Cumhurbaşkanı Recep Tayyip Erdoğan, “Şarm el-Şeyh Barış Zirvesi” kapsamında Mısır ziyareti dönüşünde, Hürriyet Gazetesi Yazarı Abdulkadir Selvi ve Hürriyet Gazetesi Ankara Temsilcisi Hande Fırat'ın da aralarında bulunduğu gazetecilerin sorularını yanıtladı.
Erdoğan, Mısır ziyaretine ilişkin genel değerlendirmesinde şu ifadeleri kullandı:
“Mısır'ın ev sahipliğinde, ABD Başkanı Sayın Trump'ın davetiyle ‘Barış İçin Şarm el-Şeyh Zirvesi’ne katıldık. Zirvenin, Orta Doğu'da barışa ulaşmada yeni bir dönüm noktası olmasını umuyorum. Gazze’de Hamas ile İsrail hükümeti arasındaki dolaylı görüşmelerin ateşkesle neticelenmesinden memnuniyet duyuyoruz. Sürece olan katkılarımız, Sayın Trump dahil birçok lider tarafından dile getirildi. Sayın Trump, Mısır, Katar ve ülkemizin bu süreçteki rolünü vurgulamak için bir bildiri imzalamayı önerdi.”
“VARILAN BU MUTABAKAT BİR ATEŞKES DÜZENLEMESİDİR”
Varılan mutabakatın eksiksiz uygulanması, ABD'nin İsrail hükümeti üzerindeki etkisini sürdürmesi açısından büyük önem taşımaktadır. Gerçekleşen rehine ve mahkum takası oldukça önemli bir gelişmeydi. Ancak bu anlaşmaya, Filistin meselesini çözen bir belgeler bütünü olarak bakmak yanlıştır. Mutabakat, özü itibarıyla bir ateşkes düzenlemesidir. Filistin meselesinin nihai çözümü, 1967 sınırları temelinde, başkenti Doğu Kudüs olan bağımsız bir Filistin devletinin kurulmasından geçmektedir. Türkiye olarak bu hedef için kararlılıkla çalışacağız. Önümüzde zorlu bir süreç var; öncelikle İsrail hükümetinin verdiği sözleri yerine getirmesi sağlanmalıdır. İsrail'in bu konudaki sicili sorunludur. Amerika ve diğer etki sahibi ülkelerin gerekli adımları atacağına inanıyorum.”

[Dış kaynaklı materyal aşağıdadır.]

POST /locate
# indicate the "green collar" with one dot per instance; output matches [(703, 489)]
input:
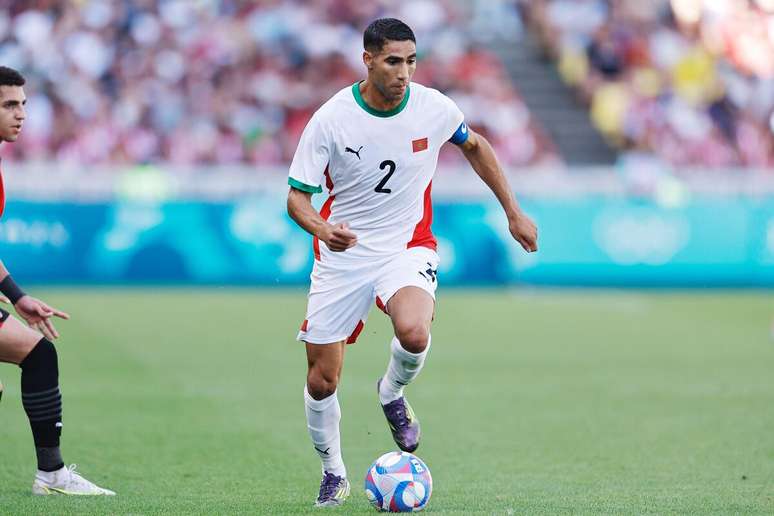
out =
[(384, 114)]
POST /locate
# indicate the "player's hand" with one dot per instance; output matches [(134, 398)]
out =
[(38, 314), (339, 238), (524, 231)]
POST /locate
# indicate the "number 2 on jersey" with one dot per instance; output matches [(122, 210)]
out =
[(380, 188)]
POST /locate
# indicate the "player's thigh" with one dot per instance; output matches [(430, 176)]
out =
[(16, 339)]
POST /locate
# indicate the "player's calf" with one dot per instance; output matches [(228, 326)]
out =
[(43, 403)]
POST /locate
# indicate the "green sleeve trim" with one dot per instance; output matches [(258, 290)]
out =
[(298, 185), (384, 114)]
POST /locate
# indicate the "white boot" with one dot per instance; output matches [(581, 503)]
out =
[(66, 481)]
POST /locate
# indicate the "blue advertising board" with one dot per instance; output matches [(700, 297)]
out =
[(587, 240)]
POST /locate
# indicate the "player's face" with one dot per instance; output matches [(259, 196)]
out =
[(390, 70), (12, 114)]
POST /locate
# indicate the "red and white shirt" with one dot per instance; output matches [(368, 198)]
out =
[(377, 166)]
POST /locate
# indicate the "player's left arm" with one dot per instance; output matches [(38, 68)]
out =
[(35, 312), (479, 153)]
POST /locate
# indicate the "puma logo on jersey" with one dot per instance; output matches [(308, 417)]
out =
[(355, 152), (429, 274)]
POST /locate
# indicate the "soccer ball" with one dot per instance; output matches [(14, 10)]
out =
[(398, 482)]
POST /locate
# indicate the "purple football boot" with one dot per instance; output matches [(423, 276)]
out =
[(404, 425), (333, 491)]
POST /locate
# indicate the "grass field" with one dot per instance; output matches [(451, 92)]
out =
[(190, 402)]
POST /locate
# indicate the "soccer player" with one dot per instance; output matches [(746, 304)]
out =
[(374, 146), (30, 347)]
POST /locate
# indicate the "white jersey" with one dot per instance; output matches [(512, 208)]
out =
[(377, 167)]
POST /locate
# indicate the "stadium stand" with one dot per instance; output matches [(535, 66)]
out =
[(691, 81), (230, 82)]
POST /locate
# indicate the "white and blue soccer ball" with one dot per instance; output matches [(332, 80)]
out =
[(398, 482)]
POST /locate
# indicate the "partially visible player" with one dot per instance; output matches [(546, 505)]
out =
[(375, 146), (30, 347)]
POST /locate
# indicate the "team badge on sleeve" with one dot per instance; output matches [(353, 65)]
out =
[(419, 145)]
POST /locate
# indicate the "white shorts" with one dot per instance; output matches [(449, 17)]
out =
[(343, 291)]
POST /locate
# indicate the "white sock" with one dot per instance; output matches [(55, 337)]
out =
[(322, 419), (402, 369)]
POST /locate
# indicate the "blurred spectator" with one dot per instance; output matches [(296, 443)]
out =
[(691, 80), (229, 81)]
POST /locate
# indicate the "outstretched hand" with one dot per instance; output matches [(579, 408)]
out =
[(524, 231), (38, 314)]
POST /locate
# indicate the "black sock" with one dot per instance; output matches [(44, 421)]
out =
[(43, 403)]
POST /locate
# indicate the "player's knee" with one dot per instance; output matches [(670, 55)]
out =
[(413, 337), (321, 385), (42, 355)]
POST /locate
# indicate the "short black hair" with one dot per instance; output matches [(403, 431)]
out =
[(384, 29), (10, 77)]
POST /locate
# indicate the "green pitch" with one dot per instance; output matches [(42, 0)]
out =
[(190, 402)]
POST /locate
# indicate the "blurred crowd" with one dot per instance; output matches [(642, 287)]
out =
[(234, 81), (689, 80)]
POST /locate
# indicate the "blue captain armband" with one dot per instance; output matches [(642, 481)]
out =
[(460, 136)]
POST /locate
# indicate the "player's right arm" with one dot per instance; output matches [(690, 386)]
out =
[(307, 172), (35, 312), (337, 237)]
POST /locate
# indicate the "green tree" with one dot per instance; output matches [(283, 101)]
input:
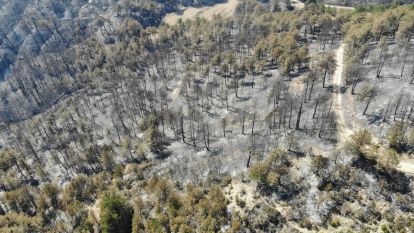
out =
[(116, 214)]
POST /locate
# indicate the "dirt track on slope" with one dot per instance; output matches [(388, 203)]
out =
[(224, 9)]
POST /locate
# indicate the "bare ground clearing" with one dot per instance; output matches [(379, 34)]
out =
[(224, 9)]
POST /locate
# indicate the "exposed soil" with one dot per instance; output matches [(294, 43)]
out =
[(224, 9)]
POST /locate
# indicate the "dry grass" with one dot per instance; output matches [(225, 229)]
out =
[(224, 9)]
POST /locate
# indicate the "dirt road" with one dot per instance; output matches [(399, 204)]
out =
[(344, 128), (225, 9)]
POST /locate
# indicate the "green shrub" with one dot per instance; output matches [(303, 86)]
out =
[(116, 214)]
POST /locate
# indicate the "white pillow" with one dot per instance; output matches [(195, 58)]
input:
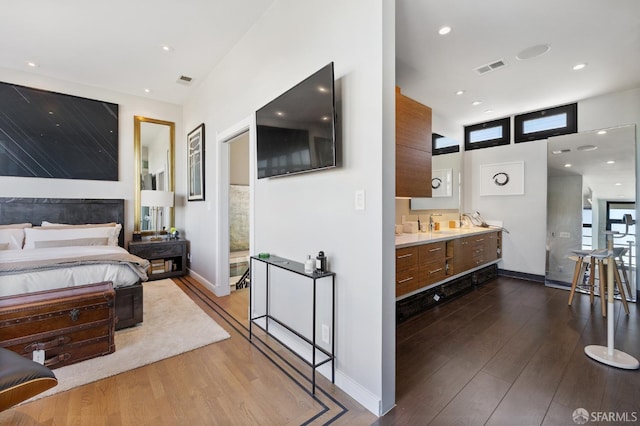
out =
[(60, 233), (13, 236)]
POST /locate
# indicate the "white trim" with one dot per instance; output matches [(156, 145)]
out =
[(247, 125)]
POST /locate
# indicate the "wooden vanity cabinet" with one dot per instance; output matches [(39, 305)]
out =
[(474, 250), (413, 147), (419, 266)]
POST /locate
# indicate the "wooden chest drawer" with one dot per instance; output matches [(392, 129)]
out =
[(408, 280), (434, 271), (69, 325), (406, 258), (432, 252), (157, 250)]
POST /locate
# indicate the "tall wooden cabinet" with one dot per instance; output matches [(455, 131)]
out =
[(413, 147)]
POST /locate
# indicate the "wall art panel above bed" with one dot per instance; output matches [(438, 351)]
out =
[(53, 135)]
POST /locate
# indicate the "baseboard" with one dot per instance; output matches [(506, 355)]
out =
[(521, 275), (356, 391)]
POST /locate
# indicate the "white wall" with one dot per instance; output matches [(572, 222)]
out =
[(302, 214), (525, 216), (128, 106)]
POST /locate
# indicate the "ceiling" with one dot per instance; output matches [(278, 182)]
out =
[(431, 67), (117, 44)]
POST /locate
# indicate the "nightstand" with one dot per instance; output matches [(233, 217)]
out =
[(168, 257)]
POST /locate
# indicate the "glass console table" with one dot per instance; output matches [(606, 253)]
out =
[(306, 345)]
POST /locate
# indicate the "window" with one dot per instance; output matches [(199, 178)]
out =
[(443, 145), (545, 123), (490, 133)]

“GAZZE DEVASA BİR ENKAZ YIĞINUNA DÖNDÜ”
Gazze, bildiğiniz gibi büyük bir yıkıma uğramış durumda. Gazze halkı, zorla tahliye edildikleri yerlere geri dönüyor ancak ortada ev, hastane ya da okul kalmadı. Neredeyse ayakta kalan bina yok. Türkiye, 102 bin tonun üzerinde insani yardım gönderen ülkeler arasında yer alıyor. Son günlerde 350 civarında yardım tırımız Gazze'ye ulaştı. Anlaşmada, günlük en az 600 yardım tırının geçişinin sağlanması hedefleniyor. Arap ve İslam ülkelerinin kabul ettiği yeniden inşa planları üzerine de çalışmalara başlanması büyük önem taşımaktadır. Bunun için gerekli finansmanın sağlanacağına inanıyorum. Gelinen aşamada iki devletli çözüm için gayretlerin artırılması faydalı olacaktır. Birleşik Krallık ve Fransa gibi Batılı ülkelerin Filistin devletini tanıma kararlarının, bu sürecin yapı taşları olarak değerlendirilmesini istiyoruz. Diğer türlü atılan adımlar yarım kalacak ve hedeflerine ulaşamayacaktır. Bu kapsamda Fransa Cumhurbaşkanı Sayın Emmanuel Macron ve İngiltere Başbakanı Sayın Keir Starmer ile görüşmeler yaptım. Filistin davası, artık insanlığın ortak gündemine girmiştir. Sumud ve özgürlük filoları, dünyanın dört bir yanında İsrail'e karşı direnişi temsil ediyor. Gazze'deki sükunet ortamı insanlık cephesini rehavete sevk etmemelidir.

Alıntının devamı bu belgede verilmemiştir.